Sin querer queriendo, el presidente de la República, Martín Vizcarra, ha puesto en la agenda pública la pena de muerte en un momento en que fácilmente se puede activar fibras sensibles a razón de recientes crímenes execrables.

El jefe del Estado ha señalado que el tema implica “un cambio normativo que pasa por el Congreso de la República, en consecuencia, estamos próximos a tener una nueva representación; el lunes vamos a tener una reunión con congresistas de cuatro bancadas, vamos a analizar, pero en este día una medida no soluciona el problema”. Estas declaraciones si bien no afirman una posición favorable a esta medida, califican como una inequívoca promesa de evaluarla.

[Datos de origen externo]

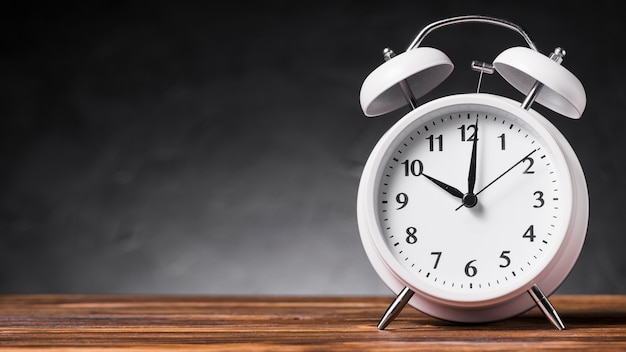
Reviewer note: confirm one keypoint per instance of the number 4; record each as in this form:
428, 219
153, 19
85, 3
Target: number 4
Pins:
530, 233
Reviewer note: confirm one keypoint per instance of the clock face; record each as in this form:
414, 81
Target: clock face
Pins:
471, 201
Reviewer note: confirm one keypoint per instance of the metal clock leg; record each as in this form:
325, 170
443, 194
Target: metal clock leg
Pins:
546, 307
396, 306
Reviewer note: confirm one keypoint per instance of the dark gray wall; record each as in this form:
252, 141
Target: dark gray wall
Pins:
217, 149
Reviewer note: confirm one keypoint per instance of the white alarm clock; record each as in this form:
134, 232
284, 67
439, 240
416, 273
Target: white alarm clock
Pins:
472, 207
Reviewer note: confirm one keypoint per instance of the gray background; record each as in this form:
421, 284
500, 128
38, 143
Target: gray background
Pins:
217, 148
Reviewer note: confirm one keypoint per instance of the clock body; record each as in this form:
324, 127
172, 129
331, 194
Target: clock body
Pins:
472, 261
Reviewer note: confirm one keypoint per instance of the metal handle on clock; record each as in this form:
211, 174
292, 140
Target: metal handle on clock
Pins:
469, 19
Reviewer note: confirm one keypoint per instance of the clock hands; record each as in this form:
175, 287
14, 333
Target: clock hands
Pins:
502, 174
453, 191
469, 199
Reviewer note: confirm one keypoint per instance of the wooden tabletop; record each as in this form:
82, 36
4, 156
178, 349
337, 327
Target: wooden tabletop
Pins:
75, 322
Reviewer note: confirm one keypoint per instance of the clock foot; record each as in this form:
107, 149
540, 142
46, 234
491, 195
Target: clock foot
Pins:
546, 307
396, 306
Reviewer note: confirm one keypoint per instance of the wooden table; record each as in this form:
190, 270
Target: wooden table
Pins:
73, 322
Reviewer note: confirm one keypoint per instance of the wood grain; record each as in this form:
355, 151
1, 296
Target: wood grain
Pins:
137, 323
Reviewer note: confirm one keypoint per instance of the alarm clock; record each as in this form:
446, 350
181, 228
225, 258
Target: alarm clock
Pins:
473, 207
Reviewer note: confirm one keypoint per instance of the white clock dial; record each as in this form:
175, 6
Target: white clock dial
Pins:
472, 252
469, 202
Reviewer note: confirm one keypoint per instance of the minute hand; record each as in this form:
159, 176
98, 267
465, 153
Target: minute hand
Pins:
504, 173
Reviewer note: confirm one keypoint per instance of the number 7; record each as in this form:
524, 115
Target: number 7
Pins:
438, 254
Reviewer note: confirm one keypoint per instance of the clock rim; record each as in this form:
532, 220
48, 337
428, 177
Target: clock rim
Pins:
516, 301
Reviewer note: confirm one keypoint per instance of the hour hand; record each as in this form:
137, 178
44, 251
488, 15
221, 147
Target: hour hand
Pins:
446, 187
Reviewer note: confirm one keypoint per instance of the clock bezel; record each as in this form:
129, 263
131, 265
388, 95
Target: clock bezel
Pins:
510, 302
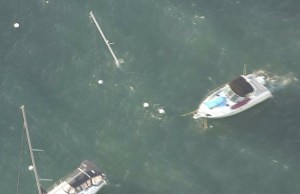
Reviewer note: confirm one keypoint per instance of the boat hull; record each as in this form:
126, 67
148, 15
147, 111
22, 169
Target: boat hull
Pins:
207, 109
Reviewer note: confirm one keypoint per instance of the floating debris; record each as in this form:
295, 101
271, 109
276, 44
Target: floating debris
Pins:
16, 25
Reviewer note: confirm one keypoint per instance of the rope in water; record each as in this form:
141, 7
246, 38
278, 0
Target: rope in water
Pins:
20, 161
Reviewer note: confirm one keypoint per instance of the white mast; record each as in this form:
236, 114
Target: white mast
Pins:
30, 150
117, 62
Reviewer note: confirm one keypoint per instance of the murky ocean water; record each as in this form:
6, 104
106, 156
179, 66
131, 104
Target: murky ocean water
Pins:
174, 53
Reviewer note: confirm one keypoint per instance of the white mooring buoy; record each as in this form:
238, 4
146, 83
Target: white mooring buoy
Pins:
161, 111
30, 168
100, 81
16, 25
145, 105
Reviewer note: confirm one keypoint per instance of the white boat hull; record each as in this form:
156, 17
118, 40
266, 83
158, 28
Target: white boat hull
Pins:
260, 94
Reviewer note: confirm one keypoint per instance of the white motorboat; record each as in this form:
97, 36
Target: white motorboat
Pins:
86, 179
234, 97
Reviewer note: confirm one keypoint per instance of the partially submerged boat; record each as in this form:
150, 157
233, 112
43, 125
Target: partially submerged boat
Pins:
86, 179
234, 97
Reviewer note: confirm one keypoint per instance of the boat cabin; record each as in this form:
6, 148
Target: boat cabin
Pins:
83, 178
238, 89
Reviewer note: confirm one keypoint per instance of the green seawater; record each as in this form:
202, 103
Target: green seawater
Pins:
174, 53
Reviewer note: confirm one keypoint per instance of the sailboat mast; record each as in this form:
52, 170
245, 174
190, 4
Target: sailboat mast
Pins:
30, 150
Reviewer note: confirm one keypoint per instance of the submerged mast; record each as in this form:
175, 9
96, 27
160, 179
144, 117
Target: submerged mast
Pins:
30, 150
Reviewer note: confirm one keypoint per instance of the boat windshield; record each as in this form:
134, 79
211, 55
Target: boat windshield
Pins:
231, 95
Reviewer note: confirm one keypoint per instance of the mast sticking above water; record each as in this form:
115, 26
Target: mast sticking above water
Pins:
30, 150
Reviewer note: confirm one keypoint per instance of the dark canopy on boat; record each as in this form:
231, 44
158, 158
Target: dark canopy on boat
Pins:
85, 171
240, 86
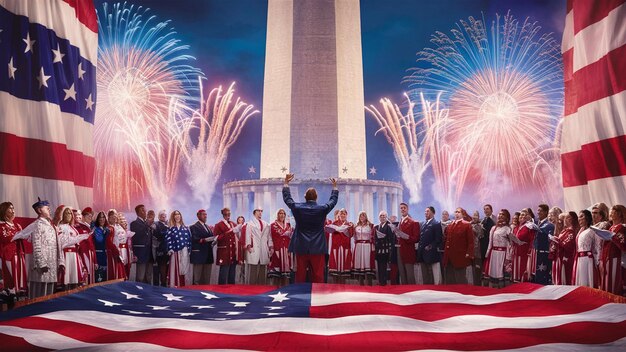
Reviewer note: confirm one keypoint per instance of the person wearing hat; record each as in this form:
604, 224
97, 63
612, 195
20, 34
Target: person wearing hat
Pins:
47, 253
202, 240
258, 248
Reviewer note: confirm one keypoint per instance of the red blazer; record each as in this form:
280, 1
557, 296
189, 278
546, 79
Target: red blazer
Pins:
226, 243
459, 243
407, 247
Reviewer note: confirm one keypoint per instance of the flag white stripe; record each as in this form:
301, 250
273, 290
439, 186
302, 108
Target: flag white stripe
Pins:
45, 121
600, 38
608, 190
15, 188
55, 341
432, 296
52, 340
594, 122
608, 313
64, 23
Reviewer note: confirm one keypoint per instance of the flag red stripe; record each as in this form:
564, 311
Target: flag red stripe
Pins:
594, 161
85, 12
506, 338
595, 81
522, 288
37, 158
589, 12
569, 304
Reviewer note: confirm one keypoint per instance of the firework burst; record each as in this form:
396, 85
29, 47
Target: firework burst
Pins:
400, 130
144, 83
503, 97
220, 120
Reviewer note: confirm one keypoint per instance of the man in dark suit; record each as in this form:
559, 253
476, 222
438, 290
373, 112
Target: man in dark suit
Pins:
160, 249
428, 254
385, 246
201, 249
142, 246
308, 242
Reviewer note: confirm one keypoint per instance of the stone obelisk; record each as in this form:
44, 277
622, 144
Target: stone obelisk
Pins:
313, 112
313, 116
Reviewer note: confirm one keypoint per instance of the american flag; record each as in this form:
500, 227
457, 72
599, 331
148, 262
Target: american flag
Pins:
132, 316
593, 143
48, 52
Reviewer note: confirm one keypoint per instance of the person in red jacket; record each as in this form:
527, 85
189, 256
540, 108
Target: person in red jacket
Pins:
458, 251
226, 232
525, 232
407, 234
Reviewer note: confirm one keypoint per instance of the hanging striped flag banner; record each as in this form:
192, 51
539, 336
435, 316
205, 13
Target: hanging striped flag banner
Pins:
48, 54
593, 142
133, 316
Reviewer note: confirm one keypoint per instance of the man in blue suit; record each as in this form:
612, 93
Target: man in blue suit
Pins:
428, 254
202, 241
142, 245
308, 242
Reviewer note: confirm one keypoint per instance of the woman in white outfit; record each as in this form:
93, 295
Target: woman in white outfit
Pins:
587, 252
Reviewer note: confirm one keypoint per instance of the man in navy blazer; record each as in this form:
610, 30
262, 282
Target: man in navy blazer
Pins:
142, 245
202, 241
428, 254
308, 241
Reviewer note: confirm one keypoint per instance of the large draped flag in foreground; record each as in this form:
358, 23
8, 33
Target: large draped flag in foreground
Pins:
131, 316
593, 142
48, 52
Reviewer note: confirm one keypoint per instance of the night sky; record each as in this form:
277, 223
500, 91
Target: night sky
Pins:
228, 40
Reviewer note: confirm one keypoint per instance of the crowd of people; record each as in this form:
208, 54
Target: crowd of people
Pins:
74, 247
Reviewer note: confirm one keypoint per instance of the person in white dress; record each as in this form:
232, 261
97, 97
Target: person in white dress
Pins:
587, 252
364, 250
500, 239
75, 271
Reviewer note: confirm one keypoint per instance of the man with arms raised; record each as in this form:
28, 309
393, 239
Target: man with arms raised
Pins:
308, 242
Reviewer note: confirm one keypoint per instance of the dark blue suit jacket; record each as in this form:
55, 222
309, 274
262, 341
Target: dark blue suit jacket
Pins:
142, 241
431, 237
308, 236
201, 253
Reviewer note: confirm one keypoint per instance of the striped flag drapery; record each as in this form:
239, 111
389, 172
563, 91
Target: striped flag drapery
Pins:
133, 316
593, 143
48, 52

No parece ser una respuesta razonable, incluso si a tenor de ciertos delitos recientes cometidos por menores de edad, se precisa evaluar la política criminal vigente para que la sanción de determinados crímenes perpetrados con ferocidad conlleve medidas más severas. Sobre el punto habría que recordar no solo los actuales estándares internacionales sino que las propuestas sobre la ampliación de la pena de muerte reaparecen de cuando en cuando de la mano de políticos que responden así populistamente a un problema más complejo.

A las declaraciones del presidente han seguido las precisiones consabidas, como que la pena de muerte no es una medida disuasiva, que la tendencia inalterable de las últimas décadas es a su abolición, y que una decisión de tal magnitud implicaría la salida del Perú del sistema interamericano de derechos humanos y sus tratados, con un efecto similar al retiro de cualquier país del sistema financiero internacional.

No se trata exclusivamente de un problema de plazos y trámites. Se trata del respeto de un sistema coherente de leyes que expresan valores y que puso en marcha el Perú en 1979 cuando ratificó mediante una Asamblea Constituyente su adhesión a la Convención Americana de DDHH, y que incluyó desde entonces el derecho de los peruanos a acceder a la justicia supranacional. Ese derecho es claramente inviolable.

La ocasión podría ser empleada para salidas democráticas, constructivas y eficaces. Contra la idea de matar a los delincuentes sin que ello implique suprimir el delito, se alzan experiencias exitosas basadas en la prevención con participación de la escuela, la familia y la comunidad; la atención temprana de los problemas de conducta para que las faltas no evolucionen a delitos; y la erradicación de la impunidad. Esforcémonos colectivamente en esa perspectiva.